When looking at the 3v3 ratings this game looks pretty reasonable. What exactly is your problem there? Of course the numbers add up less when you look at the global ratings. Imagine the 800 dude was a pure astro player. You just can't rely on the global rating, that is why people get initialized with a lower rating in the matchmaker. He gained 44 points for that game, so he will soon be at the rating that fits him better.
Do you have a proposal for a better solution?

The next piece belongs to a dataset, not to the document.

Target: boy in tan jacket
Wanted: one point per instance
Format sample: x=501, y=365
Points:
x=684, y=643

mankinskin · 2023-09-25T21:05:13Z

The problem is that a 800 rating was used to balance out two 1200 in one team. But rating doesnt work like that. A team with a 500 and two 1500s is going to be a lot better than a team of three 1200s. When rating is concentrated into one position like that it becomes much more likely that you lose stratecially and tactically. Also the difference in terms of skill between an 800 and a 1000 is not that big compared to the difference between a 1000 and a 1200. The 1200 is a lot better than the 1000 is compared to the 800. Ratings can't just be moved around between players to balance.

I gave my proposal above, make the players of each team have rating as close to their average as possible. Or at least match the slots up so that each slot has similar rating. Especially when the map has uneven distribution of mexes, concentrating a lot of rating on one spot can make a huge difference. In this game one spot had mexes for 3 spots because it was a 5v5 map, but his mirror was a 1200 and he was a 1000, just because some tiny spot in the back was filled with an 800 (who was actually almost 1400 on global).

This happens all the time and its very frustrating because you end up playing against much better teams.

mankinskin · 2023-09-25T21:16:28Z

I think a good model to think of is to match each player against a mirror in the map. As the maps are symmetric, thats usually how it plays out. Then the rating can be used to estimate who wins each encounter. When the slots are not roughly equal then one team will lose on that spot pretty much guaranteed and there is no way to really mitigate that for the other players. So when a non important spot is assigned to a relatively low rated player, the more important spots will be assigned to better players to balance it and they will win the more important positions against a team of more even rating. In turn its also possible for the single good player to be on an unimportant spot and the low rated players lose the important spots simply because the enemy players have more even rating and thus higher rating. The single high rated player can't carry the lower rated players when he is on an unimportant slot.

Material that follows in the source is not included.